In the photo (above): Increasing Agricultural Production. The Government of the Republic of Korea has been attempting to increase agricultural production through more rational use of fertilizers and by bringing wasteland into cultivation. Towards the attainment of this goal, the Government in 1961 with the assistance of the United Nations Special Fund and the Food and Agriculture Organization (FAO) acting as the Executing Agency, launched an agricultural survey and demonstration in two selected watersheds. These studies and demonstrations, which will take five years, will be used by the Government as a guide in selecting the best methods of developing similar cultivable areas.Mr. Robert D. Flannery, left, of the United States, a FAO Expert in soil and water conservation, conversing with Mr. Choung Chul Kim, an engineer with the Project. In the background are workers constructing bench terraces near the village of Sang Tan, one of the demonstration areas.01 April 1964 (source UN / multimedia)

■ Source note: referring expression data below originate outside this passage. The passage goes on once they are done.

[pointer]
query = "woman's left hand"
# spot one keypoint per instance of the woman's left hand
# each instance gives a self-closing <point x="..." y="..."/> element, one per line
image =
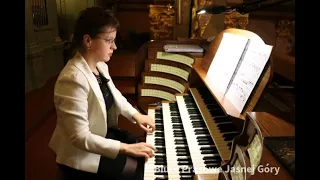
<point x="145" y="122"/>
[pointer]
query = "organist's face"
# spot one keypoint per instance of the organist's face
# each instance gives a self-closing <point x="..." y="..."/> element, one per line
<point x="104" y="44"/>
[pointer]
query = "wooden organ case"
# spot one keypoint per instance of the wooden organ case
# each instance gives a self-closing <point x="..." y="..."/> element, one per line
<point x="199" y="132"/>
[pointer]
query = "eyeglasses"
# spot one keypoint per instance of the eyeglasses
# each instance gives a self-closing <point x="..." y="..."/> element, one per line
<point x="108" y="41"/>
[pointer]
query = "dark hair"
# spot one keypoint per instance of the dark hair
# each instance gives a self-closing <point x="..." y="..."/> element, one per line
<point x="92" y="21"/>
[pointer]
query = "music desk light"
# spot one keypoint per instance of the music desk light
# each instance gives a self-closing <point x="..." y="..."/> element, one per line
<point x="241" y="8"/>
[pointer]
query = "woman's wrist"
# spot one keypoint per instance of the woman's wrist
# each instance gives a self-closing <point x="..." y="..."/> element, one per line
<point x="123" y="148"/>
<point x="136" y="116"/>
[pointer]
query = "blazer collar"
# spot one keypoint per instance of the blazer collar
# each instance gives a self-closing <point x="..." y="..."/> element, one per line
<point x="83" y="66"/>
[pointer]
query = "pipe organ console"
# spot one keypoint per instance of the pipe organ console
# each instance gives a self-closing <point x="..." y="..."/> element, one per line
<point x="199" y="134"/>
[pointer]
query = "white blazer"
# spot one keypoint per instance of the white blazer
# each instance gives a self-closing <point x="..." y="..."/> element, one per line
<point x="79" y="137"/>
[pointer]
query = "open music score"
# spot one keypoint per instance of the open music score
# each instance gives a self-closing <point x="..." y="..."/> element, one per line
<point x="234" y="102"/>
<point x="237" y="66"/>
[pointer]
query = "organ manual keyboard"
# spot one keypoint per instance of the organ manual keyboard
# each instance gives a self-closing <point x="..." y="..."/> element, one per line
<point x="196" y="123"/>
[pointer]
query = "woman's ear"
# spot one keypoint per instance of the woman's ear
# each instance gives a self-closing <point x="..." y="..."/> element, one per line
<point x="87" y="41"/>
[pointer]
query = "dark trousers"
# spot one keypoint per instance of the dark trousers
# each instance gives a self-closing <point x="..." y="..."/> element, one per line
<point x="111" y="169"/>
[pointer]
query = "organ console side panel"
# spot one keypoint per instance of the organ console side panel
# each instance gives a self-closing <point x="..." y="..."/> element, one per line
<point x="198" y="130"/>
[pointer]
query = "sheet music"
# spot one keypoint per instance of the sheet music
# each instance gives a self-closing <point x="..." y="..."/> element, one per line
<point x="226" y="60"/>
<point x="248" y="74"/>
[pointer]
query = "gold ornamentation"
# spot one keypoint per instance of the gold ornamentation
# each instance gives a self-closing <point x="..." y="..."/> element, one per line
<point x="236" y="20"/>
<point x="199" y="21"/>
<point x="161" y="21"/>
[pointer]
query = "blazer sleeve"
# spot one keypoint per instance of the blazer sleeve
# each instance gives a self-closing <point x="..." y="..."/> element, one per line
<point x="126" y="109"/>
<point x="70" y="96"/>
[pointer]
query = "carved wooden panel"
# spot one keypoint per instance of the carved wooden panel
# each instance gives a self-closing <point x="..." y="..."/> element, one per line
<point x="161" y="19"/>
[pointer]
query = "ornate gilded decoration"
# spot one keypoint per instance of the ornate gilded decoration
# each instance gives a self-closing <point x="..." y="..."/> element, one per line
<point x="161" y="20"/>
<point x="236" y="20"/>
<point x="199" y="21"/>
<point x="286" y="29"/>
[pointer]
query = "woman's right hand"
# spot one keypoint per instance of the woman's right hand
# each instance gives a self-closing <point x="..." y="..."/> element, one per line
<point x="138" y="149"/>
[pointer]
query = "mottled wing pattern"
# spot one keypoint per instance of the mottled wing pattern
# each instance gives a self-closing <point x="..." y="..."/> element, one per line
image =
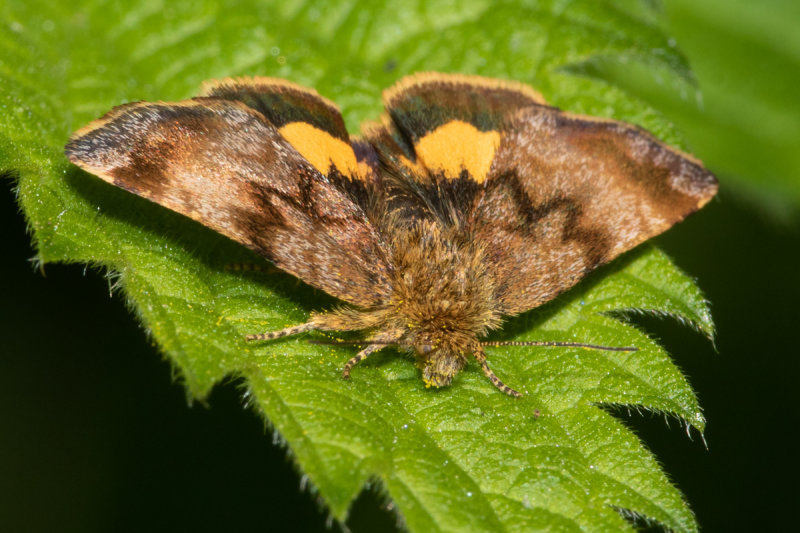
<point x="222" y="163"/>
<point x="550" y="195"/>
<point x="568" y="193"/>
<point x="439" y="138"/>
<point x="313" y="126"/>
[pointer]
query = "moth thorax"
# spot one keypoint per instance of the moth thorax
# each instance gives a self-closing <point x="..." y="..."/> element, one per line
<point x="442" y="291"/>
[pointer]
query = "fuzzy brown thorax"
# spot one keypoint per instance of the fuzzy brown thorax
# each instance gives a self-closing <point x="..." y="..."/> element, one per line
<point x="442" y="299"/>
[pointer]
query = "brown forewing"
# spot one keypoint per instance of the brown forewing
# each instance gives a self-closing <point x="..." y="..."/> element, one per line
<point x="224" y="165"/>
<point x="568" y="193"/>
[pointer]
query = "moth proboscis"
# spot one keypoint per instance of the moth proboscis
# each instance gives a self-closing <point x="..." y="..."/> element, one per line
<point x="469" y="201"/>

Add to the mix a broadened definition of agriculture and you double the potential list of activities.
Because the term, in FAO parlance, also covers animals, including insects(notably bees, a key input to ensure agricultural production and locusts, a major threat); forestry, including mountainous areas where agriculture is completely different from production on flatlands and in the valleys; and fisheries, including the establishment of zone of exclusive exploitation of sea areas bordering coastal nations (EEZs) often a subject of political contention – most recently in the Artic. For nearly every area in agriculture where FAO is active you find the equivalent in animal husbandry, forestry, fisheries and environmental sciences. And the range of activities in each is astonishingly broad going from the smallest to the largest: from the atom and genetics research to satellite mapping, from gender issues – the role of women, children, and the handicapped – to the preservation of resources, including traditional farming techniques and seed banks.
Photo: In Morocco, the FAO uses poison bait to combat locust invasions, 1954
The fact that food is included in the title also means that a number of activities straddling both agricultural production and nutrition are included. Major examples are the Codex Alimentarius (created in 1963 with WHO – The World Health Organization) to develop food standards and food safety criteria, codes and practices; early warning systems to inform about impending agricultural/food emergencies; the International Plant Protection Convention that provides worldwide regulation of pesticides (as of May 2012, 177 governments had adhered); cooperation with the AIEA, started in 1964 and that has led to several breakthroughs, most recently the decoding of the genome of the tsetse fly, the sole cyclical vector of African trypanosomes to humans and animals in sub-Saharan Africa. In the photo: FAO’s Preparatory Commission on World Food Proposals. Australia’s Viscount Bruce of Melbourne, chairman of the Preparatory Commission of World Food Proposals, of FAO (Food and Agriculture Organization of the United Nations), gives a press conference about the meeting of the Economic and Employment Commission of the United Economic and Social Council, at which he gave an exposition of conclusions reached by the Preparatory Commission and of the implications of the Economic and Employment Commission.30 January 1947. (source UN / multimedia)
The above paragraphs pretty much describe the areas that FAO is actually active in, from broad policy issues to science to strictly technical issues.